UI/UX - Device types and Engine version
This issue is to be used for discussing a cleaner and more informative device type management and editor engine version.
Device types
Current solution
The current state is as follows with an ordered multi select for the project device types which is project scoped
The launcher has two flags which are non persistent that can be used to override the project settings for quick testing in the launcher
Proposed solution
The ordering for project device types seems unnecessary as you would never want to fallback from an older device to a new one (eg. WebGL1 to WebGL2 or WebGPU). We can define the order as WebGPU -> WebGL2 -> WebGL1 -> Null with each arrow denoting the next device to fallback to. The user can then choose which devices to enable with two toggles Enable WebGPU and Enable WebGL2. With both of these disabled the graphics device will fallback to WebGL1 on the old engine and NullDevice otherwise.

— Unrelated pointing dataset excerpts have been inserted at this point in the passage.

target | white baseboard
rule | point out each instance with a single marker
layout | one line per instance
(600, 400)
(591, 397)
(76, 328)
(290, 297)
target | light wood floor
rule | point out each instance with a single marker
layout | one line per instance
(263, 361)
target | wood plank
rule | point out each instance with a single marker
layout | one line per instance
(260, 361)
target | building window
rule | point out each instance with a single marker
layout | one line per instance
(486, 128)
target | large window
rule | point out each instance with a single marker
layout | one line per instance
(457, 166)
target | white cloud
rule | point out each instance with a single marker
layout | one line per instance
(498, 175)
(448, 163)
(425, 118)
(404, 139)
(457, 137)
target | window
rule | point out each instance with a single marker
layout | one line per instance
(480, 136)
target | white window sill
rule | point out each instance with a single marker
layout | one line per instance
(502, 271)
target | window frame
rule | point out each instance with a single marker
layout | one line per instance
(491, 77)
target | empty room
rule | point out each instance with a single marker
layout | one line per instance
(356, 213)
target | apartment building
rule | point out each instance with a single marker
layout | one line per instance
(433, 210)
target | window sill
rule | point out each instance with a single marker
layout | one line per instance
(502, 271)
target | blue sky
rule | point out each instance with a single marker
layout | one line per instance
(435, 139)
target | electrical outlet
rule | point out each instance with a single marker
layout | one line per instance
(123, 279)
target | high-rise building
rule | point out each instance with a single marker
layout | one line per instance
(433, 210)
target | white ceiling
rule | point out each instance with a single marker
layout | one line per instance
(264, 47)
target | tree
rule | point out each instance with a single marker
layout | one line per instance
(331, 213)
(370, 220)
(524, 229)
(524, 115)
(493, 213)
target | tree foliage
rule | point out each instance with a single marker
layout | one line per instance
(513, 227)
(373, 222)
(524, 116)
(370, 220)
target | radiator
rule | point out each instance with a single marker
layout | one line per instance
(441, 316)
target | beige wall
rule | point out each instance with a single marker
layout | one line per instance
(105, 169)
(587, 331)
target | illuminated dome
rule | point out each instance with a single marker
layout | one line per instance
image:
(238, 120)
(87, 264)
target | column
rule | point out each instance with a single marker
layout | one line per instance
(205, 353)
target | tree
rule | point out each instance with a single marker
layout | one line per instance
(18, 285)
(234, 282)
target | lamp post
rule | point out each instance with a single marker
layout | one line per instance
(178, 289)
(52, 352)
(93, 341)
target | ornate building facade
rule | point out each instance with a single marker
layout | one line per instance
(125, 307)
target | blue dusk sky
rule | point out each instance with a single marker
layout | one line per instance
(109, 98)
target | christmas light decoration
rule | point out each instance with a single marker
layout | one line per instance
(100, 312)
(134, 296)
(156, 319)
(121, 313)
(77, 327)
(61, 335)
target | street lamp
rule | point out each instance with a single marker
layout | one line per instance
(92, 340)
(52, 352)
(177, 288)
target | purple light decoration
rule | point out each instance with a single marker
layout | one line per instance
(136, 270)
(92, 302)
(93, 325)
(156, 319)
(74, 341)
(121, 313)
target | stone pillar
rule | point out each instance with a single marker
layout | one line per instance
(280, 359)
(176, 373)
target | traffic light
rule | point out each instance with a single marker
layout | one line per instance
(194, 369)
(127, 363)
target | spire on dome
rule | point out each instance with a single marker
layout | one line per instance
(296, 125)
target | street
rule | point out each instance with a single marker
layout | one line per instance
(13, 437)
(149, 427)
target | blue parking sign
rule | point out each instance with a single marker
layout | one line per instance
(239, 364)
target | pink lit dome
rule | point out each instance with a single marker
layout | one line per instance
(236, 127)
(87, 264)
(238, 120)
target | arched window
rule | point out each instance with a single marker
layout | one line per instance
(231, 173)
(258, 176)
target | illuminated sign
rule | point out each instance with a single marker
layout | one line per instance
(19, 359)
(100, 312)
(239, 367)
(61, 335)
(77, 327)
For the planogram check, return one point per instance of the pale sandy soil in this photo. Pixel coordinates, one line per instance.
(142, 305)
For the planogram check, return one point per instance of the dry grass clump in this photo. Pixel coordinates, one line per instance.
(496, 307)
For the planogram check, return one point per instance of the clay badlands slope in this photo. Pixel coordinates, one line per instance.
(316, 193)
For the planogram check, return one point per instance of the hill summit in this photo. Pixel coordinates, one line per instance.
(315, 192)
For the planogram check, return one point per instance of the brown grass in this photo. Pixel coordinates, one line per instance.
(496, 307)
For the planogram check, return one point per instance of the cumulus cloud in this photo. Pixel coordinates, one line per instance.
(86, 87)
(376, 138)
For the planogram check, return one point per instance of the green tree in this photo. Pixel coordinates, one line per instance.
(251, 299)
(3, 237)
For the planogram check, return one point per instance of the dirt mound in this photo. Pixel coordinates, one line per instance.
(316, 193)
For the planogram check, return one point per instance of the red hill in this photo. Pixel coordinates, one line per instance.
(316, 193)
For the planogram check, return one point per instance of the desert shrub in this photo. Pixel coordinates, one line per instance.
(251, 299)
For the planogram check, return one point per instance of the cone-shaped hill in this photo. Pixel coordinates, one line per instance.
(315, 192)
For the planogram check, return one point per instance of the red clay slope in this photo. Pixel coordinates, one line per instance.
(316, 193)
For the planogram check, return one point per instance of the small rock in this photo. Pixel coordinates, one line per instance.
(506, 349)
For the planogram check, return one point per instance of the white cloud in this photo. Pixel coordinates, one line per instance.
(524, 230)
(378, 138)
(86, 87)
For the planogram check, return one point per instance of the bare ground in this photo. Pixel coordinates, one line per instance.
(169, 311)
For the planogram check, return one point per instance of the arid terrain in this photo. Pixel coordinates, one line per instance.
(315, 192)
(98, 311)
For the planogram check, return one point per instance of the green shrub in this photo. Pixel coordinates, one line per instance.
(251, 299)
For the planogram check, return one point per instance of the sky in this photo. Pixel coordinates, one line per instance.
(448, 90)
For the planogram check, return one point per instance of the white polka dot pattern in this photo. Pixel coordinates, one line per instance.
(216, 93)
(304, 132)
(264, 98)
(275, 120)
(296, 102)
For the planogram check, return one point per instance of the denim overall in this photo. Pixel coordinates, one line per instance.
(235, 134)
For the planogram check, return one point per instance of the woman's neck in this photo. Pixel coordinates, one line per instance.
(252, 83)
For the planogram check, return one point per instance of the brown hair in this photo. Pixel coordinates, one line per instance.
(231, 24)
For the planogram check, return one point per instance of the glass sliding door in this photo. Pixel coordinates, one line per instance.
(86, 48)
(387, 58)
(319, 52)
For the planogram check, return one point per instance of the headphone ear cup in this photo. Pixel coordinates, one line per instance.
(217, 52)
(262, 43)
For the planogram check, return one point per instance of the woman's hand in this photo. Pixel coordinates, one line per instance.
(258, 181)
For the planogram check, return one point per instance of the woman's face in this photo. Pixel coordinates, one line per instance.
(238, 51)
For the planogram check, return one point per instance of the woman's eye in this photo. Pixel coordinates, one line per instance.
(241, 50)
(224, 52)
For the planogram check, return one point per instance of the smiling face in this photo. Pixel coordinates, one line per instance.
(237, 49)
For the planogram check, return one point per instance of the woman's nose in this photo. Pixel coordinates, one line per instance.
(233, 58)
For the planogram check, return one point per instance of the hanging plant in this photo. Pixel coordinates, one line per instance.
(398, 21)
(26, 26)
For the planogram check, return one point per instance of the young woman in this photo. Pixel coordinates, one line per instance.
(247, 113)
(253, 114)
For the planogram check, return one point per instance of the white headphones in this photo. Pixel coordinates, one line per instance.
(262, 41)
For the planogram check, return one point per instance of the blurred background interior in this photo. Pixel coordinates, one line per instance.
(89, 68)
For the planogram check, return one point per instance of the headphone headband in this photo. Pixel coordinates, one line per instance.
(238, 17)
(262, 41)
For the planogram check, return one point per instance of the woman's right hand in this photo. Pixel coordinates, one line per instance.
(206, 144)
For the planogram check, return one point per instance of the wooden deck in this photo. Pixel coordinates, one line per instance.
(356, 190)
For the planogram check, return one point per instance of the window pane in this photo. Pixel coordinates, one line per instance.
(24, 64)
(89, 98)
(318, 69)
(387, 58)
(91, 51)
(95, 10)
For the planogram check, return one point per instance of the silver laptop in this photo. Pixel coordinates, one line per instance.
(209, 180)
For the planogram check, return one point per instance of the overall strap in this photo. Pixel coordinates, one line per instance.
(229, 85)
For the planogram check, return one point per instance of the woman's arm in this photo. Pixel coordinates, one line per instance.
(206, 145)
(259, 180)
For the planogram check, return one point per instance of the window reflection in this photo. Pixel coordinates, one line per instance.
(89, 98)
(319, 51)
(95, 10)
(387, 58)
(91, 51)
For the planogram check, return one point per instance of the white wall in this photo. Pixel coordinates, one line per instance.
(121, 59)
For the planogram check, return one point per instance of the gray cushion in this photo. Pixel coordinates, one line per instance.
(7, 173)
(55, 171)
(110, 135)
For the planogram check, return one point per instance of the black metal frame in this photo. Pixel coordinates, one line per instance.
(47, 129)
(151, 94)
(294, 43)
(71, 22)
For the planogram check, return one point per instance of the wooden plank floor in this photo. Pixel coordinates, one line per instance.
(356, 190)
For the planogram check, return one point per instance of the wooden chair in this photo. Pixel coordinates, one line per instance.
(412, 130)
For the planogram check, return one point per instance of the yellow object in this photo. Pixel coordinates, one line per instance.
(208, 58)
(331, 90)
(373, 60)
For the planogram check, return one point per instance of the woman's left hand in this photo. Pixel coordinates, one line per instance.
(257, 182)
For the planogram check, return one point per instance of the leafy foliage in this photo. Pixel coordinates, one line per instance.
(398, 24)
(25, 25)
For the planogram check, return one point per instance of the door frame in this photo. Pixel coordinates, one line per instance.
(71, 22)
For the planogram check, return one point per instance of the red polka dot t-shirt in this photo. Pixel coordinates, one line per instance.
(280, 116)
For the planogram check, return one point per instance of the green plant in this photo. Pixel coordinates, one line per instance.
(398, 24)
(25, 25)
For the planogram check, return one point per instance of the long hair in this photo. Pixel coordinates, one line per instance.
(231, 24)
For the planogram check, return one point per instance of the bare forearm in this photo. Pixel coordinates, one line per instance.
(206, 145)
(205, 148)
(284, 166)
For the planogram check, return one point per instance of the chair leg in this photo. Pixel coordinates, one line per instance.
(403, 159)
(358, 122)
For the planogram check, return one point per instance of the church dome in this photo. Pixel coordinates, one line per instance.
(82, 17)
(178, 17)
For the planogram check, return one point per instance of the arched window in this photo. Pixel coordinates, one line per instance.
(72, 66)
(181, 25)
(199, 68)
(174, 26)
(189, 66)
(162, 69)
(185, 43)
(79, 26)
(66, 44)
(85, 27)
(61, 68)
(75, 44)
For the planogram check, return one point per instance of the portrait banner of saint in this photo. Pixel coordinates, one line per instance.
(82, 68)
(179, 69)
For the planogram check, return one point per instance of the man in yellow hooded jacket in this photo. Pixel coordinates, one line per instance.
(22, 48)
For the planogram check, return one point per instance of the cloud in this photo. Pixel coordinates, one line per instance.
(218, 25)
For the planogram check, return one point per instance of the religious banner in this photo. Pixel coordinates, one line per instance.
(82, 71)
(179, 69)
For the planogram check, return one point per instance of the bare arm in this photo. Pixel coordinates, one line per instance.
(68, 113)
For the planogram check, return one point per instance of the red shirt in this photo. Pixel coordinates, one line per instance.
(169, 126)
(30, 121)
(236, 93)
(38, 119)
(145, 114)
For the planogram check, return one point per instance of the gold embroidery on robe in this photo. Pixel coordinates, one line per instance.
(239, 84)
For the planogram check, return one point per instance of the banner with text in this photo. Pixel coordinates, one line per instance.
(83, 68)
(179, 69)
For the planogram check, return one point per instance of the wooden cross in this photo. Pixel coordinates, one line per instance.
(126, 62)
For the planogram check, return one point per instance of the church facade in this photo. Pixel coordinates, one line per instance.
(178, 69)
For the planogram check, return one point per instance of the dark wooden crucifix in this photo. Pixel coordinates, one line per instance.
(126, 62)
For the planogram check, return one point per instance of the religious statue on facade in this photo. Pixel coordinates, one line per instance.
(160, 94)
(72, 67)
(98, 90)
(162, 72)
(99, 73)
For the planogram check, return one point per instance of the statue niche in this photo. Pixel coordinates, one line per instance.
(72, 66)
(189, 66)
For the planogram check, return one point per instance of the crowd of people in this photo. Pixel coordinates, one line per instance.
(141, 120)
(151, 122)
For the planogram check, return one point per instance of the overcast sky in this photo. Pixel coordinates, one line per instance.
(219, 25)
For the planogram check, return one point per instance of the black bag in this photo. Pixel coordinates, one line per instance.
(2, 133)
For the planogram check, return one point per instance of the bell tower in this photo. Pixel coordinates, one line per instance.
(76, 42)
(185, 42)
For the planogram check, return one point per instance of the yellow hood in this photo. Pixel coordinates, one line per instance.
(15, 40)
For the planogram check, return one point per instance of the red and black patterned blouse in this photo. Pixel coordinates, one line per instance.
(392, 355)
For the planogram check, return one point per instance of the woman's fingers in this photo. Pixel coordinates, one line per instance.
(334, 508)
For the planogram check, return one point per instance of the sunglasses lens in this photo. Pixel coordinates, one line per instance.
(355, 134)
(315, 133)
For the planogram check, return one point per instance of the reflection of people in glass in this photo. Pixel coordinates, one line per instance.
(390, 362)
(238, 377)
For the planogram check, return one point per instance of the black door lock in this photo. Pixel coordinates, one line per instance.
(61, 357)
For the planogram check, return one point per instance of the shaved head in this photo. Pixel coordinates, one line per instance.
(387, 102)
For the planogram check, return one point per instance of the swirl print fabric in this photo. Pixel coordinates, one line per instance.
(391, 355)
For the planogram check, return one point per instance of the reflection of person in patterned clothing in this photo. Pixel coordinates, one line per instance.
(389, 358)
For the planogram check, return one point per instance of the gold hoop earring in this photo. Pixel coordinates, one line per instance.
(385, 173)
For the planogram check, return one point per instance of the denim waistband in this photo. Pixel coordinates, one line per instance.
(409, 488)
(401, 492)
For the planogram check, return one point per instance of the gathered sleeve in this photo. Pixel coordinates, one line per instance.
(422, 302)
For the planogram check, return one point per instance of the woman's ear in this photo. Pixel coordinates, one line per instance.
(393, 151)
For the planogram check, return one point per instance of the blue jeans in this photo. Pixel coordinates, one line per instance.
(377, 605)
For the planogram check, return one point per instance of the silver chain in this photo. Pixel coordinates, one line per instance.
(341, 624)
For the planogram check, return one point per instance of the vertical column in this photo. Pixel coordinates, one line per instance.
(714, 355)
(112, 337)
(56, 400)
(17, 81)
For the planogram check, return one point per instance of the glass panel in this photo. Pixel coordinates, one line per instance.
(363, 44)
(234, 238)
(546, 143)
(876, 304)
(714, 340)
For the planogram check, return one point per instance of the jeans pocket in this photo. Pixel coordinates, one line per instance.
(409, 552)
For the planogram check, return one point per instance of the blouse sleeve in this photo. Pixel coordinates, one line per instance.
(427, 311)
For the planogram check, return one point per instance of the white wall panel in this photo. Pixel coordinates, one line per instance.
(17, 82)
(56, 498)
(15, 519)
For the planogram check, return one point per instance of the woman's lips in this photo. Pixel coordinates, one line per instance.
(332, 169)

For the launcher itself the two choices Prefer WebGL1 and Prefer WebGPU options will be replaced by a Launch Device option which branches off to a submenu of radio buttons one for each device. The default device selected will match the project setting on load but can be changed here to affect which device is used for the launcher.
Engine Version
Given the devices shown now depend on the engine version this should be modified as such. The engine versions will now be displayed as follows:
- beta (release candidate)
- stable (current stable release)
- previous stable (last stable release)
These versions will force update the user to use those versions relative to the current stable release. This with the exception of previous stable which would cause the user to be doubly force updated to the latest stable engine. As such better UI is required to signifiy the current engine version you are on, when there was a force engine update and which version it was updated from (maybe do not need the last part).
The main difference is one is for project settings. This affects the build and other users on the project.
The launcher options just affect your launch tab. This allows you do things like test the app under WebGL 1 (for compatibility/you get get a bug report) without changing the project data itself.
Having a single option between WebGL 1 / 2 / WebGPU makes sense. The launcher tickboxes were probably stacked for ease at the time while WebGPU support was still considered 'beta'. It made sense when we just had WebGL 1 and 2 😅
One option with highest GAPI is the way to go. With easy way to force a specific GAPI for testing purposes in Launcher. Need to have apparent UX and some UI to ensure developer is clearly aware of forced GAPI to prevent accidental frustration of forgetting an option there. Also would be great to highlight an force option in Editor if it is supported or not.
Although there is a scenario where developer wants to support only WebGPU, and not WebGL, and would need a nice solution to provide UI to user in such case.
Handling app launching without ending up with barrage of exceptions.
One option with highest GAPI is the way to go. With easy way to force a specific GAPI for testing purposes in Launcher. Need to have apparent UX and some UI to ensure developer is clearly aware of forced GAPI to prevent accidental frustration of forgetting an option there. Also would be great to highlight an force option in Editor if it is supported or not.
Although there is a scenario where developer wants to support only WebGPU, and not WebGL, and would need a nice solution to provide UI to user in such case.
Handling app launching without ending up with barrage of exceptions.
Yes I agree the launcher force option should be clear that its an override of the existing project device settings.
With regards to the setting WebGPU I mean the way createGraphicsDevice works itll fall back to WebGL if failing WebGPU even if not directly specified because otherwise theres nothing to render with. I guess I can just overlay with a splash screen saying WebGPU required or something along those lines
We could add an noFallback option to createGraphicsDevice in which case it would only try and create a device from the provided list. We could also add a NullGraphicsDevice as the ultimate fallback, so the app would still work but the user can detect the type and inform the user.
Providing UI to the user that no GAPI is available should be down to the user with probably default behaviour (if not provided by user) with very minimal UI by the engine (not an alert please).
Okay so ive added some UI examples for the proposed UI/UX. The one area that isnt covered yet is setting a device without wanting to fallback e.g. WebGPU. In that case I was thinking of adding a Disable Graphics Device Fallback toggle in project settings to handle that case
I would drop the .0 from the WebGL names for brevity.
The launcher override makes sense, but users should be able to explicitly set the the fallback where necessary. As @Maksims mentioned, they may only want to support WebGPU and we shouldn't force fallback to WebGL.
The launcher override makes sense, but users should be able to explicitly set the the fallback where necessary. As @Maksims mentioned, they may only want to support WebGPU and we shouldn't force fallback to WebGL.
Yea thats why having a disable fallback flag will be useful
Maybe we need to go a similar way to what I've suggested for the examples. In the Editor settings, have two options:
- Enable WebGPU
- Enable WebGL
That will dictate where in this chain we'll start using the devices: WebGPU -> WebGL2 -> WebGL1->Null
@mvaligursky So by default both are set with the ordering implied?
I guess the default would be Enable WebGL only. WebGPU would be opt on for now. But when we're out of beta with it, we could by default enable both of them.
Okay sounds good ill add those and then for the launcher is the proposed submenu for device better?